DHAKA, Aug 6, 2018 (BSS) – The nation today observed the 77th death
anniversary of Rabindranath Tagore with elaborate programmes recalling the
great poet who did not leave any human emotion untouched in his works,
especially poems and songs.
As part of the national level observance, Bangla Academy organized a solo
lecture and a cultural function at Abdul Karim Sahitya Bisharad auditorium on
the academy premises this afternoon.
Noted playwright Ataur Rahman delivered the lecture on “Relevance of
Rabindranath’s Creativity in the Current World” while Acting Director General
of Bangla Academy Anwar Hossain delivered the welcome speech.
National Professor and President of the Academy Professor Emeritus
Anisuzzaman presided over the function.
Later, artistes of Raktakarabi performed Rabindra Sangeet on the occasion.
Besides, Shilpakala Academy, Chhayanaut, National Museum and Shishu
Academy also drew up different programmes marking the day.
The youngest of thirteen surviving children, Tagore, nicknamed “Rabi”, was
born on 25th of Bengali month of Baishakh 1268 (May 7, 1861) in the Jorasanko
mansion in Calcutta to Debendranath Tagore and Sarada Devi.
Tagore modernized Bengali art by spurning rigid classical forms and
resisting linguistic strictures.
In his long seven decades of endeavors in different genres of Bangla
literature, the great poet enriched the Bangla language and literature and
elevated their positions in the global arena.

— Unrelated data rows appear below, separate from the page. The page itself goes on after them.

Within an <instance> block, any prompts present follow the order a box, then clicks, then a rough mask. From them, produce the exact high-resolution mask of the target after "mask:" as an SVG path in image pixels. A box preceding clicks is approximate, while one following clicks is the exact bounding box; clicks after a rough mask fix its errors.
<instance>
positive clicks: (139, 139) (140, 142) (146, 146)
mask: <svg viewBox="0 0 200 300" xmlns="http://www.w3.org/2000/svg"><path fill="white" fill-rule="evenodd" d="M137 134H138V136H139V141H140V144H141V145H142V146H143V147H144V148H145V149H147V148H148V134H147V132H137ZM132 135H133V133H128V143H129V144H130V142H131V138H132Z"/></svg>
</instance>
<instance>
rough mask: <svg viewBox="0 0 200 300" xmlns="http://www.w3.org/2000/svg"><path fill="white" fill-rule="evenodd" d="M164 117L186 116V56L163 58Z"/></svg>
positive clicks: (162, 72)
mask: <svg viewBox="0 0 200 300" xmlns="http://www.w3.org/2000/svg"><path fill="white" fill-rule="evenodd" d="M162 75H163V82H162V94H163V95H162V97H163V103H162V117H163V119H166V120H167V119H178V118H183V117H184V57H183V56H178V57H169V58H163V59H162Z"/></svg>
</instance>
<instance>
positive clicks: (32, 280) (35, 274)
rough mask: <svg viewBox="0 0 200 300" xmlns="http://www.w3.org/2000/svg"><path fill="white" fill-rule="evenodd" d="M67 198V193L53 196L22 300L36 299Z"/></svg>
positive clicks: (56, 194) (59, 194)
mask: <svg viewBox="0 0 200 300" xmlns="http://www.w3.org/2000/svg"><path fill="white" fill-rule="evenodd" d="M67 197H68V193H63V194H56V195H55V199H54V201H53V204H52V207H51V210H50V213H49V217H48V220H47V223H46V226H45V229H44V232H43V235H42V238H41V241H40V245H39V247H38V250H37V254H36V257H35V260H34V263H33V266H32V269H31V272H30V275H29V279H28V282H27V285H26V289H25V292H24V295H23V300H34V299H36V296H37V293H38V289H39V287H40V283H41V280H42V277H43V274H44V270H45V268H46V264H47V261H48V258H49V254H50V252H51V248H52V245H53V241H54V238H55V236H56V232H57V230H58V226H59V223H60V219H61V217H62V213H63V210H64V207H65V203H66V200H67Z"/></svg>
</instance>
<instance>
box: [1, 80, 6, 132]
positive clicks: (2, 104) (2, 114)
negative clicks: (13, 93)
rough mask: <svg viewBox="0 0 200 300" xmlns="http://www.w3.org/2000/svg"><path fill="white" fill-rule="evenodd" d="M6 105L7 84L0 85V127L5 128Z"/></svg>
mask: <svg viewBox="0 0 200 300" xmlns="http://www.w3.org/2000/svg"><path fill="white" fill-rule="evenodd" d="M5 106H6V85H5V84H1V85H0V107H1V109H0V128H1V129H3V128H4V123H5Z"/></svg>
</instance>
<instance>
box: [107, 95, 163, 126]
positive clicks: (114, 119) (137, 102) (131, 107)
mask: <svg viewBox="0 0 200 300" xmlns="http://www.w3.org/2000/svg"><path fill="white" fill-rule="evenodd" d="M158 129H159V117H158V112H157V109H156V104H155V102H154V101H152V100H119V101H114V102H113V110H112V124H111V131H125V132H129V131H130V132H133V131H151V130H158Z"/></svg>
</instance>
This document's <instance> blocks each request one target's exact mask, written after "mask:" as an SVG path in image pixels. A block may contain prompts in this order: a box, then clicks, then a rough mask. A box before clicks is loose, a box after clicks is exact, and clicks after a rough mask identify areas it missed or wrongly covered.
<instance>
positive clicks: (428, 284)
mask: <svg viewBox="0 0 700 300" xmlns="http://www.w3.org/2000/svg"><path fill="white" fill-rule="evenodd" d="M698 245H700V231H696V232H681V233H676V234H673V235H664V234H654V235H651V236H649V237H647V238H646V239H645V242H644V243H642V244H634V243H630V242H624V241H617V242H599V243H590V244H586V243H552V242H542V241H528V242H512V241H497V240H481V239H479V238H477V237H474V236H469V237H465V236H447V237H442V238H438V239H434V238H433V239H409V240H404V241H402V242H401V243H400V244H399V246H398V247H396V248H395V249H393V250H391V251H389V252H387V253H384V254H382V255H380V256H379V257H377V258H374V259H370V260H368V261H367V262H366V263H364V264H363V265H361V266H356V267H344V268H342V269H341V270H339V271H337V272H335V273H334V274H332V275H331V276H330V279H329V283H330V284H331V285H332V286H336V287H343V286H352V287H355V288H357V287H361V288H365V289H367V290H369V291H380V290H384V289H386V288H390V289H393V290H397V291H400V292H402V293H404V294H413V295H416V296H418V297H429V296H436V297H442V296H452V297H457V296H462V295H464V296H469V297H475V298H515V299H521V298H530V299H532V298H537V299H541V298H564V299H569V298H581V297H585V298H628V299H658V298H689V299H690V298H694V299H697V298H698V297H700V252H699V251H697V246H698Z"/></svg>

His novels, short stories, songs, dance-dramas, and essays spoke to topics
political and personal.
Gitanjali (Song Offerings), Gora (Fair-Faced) and Ghare-Baire (The Home
and the World) are his best-known works, and his verse, short stories, and
novels were acclaimed-or panned-for their lyricism, colloquialism,
naturalism, and unnatural contemplation.
Author of Gitanjali and its “profoundly sensitive, fresh and beautiful
verse”, Rabindranath became the first non-European to win the Nobel Prize in
Literature in 1913.
Sometimes referred to as “the Bard of Bengal”, Tagore’s poetic songs were
viewed as spiritual and mercurial.
His compositions were chosen by two nations as national anthems:
Bangladesh’s Amar Shonar Bangla and India’s Jana Gana Mana. The Sri Lankan
national anthem was inspired by his work.